The pqSTARK proof system delivered the report's most striking result.
Six validator signatures totaling 14.5 KB compressed into a single proof of about 340 bytes, a 43-to-1 reduction that kept consensus efficient even under heavier cryptographic loads.
The slowest 1% of block confirmations stretched to 11 slots in some cross-region runs, with larger blocks taking longer to propagate between nodes.
Quantum Threat Timeline
BNB Chain framed the work as a proof of concept rather than a production rollout, stating that throughput constraints at the network and data layer remain the central obstacle. The report also flagged P2P handshakes and KZG commitments as outside its current scope, requiring broader coordination with the Ethereum ecosystem.
The migration concerns Shor's algorithm, a quantum method capable of breaking the elliptic-curve cryptography that secures most blockchains today.

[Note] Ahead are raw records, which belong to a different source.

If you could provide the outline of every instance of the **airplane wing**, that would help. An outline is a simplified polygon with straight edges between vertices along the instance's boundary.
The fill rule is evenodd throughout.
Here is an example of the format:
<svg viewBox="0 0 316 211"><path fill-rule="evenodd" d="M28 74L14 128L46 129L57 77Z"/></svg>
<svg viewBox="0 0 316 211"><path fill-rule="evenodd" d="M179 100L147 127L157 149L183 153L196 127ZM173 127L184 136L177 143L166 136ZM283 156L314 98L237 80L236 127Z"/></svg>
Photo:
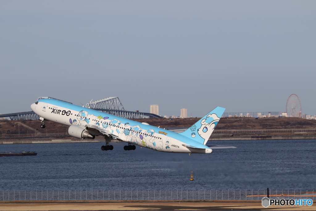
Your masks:
<svg viewBox="0 0 316 211"><path fill-rule="evenodd" d="M185 146L185 147L189 147L189 148L193 148L193 149L205 149L205 148L200 148L200 147L197 147L196 146L191 146L191 145L189 145L187 144L183 144L182 146Z"/></svg>
<svg viewBox="0 0 316 211"><path fill-rule="evenodd" d="M222 146L221 145L206 145L211 149L226 149L226 148L237 148L232 146Z"/></svg>

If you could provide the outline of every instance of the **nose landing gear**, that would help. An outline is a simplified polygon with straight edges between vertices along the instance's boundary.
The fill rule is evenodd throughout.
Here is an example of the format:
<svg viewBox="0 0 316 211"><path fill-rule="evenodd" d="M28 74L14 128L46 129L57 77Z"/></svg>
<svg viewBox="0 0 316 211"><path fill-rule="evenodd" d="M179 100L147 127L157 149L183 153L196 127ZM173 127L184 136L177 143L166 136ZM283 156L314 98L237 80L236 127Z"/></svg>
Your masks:
<svg viewBox="0 0 316 211"><path fill-rule="evenodd" d="M124 146L124 150L135 150L136 149L136 146L135 145L131 145L129 144L127 146Z"/></svg>
<svg viewBox="0 0 316 211"><path fill-rule="evenodd" d="M40 128L45 128L45 127L46 127L45 126L45 124L44 124L45 119L43 117L41 117L40 118L40 121L43 123L43 124L40 125Z"/></svg>

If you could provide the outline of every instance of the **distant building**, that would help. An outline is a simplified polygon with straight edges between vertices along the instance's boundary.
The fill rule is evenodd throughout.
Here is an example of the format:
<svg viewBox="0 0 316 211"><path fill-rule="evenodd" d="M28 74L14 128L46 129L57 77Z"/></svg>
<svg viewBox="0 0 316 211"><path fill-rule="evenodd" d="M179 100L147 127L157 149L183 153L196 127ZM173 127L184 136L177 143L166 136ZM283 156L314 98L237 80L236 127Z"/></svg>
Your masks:
<svg viewBox="0 0 316 211"><path fill-rule="evenodd" d="M188 117L188 109L181 109L180 113L180 118L186 118Z"/></svg>
<svg viewBox="0 0 316 211"><path fill-rule="evenodd" d="M268 117L279 117L279 115L278 114L275 114L275 115L271 114L271 113L270 112L269 112L269 113L268 114Z"/></svg>
<svg viewBox="0 0 316 211"><path fill-rule="evenodd" d="M159 106L158 105L150 105L150 113L157 115L159 115Z"/></svg>
<svg viewBox="0 0 316 211"><path fill-rule="evenodd" d="M285 116L285 117L288 117L288 113L286 112L282 112L282 116Z"/></svg>

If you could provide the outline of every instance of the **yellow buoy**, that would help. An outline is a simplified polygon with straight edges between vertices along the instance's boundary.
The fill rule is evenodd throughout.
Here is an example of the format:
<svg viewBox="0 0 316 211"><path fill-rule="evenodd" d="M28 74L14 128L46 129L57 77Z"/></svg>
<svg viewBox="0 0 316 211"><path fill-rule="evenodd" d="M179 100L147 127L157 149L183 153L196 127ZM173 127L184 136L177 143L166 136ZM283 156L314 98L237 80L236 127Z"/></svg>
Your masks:
<svg viewBox="0 0 316 211"><path fill-rule="evenodd" d="M190 178L190 180L191 181L193 181L193 171L191 172L191 178Z"/></svg>

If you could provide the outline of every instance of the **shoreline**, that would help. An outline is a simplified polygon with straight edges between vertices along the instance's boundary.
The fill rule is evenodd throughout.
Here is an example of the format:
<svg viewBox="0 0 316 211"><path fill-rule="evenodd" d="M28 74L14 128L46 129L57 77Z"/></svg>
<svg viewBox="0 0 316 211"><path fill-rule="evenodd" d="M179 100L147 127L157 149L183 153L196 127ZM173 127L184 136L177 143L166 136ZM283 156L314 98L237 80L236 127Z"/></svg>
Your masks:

Researchers generally place a cryptographically relevant quantum computer 10 to 20 years out, though Google research published in March 2026 suggested viable attacks on ECC systems could emerge by 2029.
Other networks have moved in the same direction recently. NEAR Protocol rolled out ML-DSA signatures earlier this month, and TRON announced a post-quantum initiative in April, while Ethereum has acknowledged the need for similar upgrades without setting a formal schedule.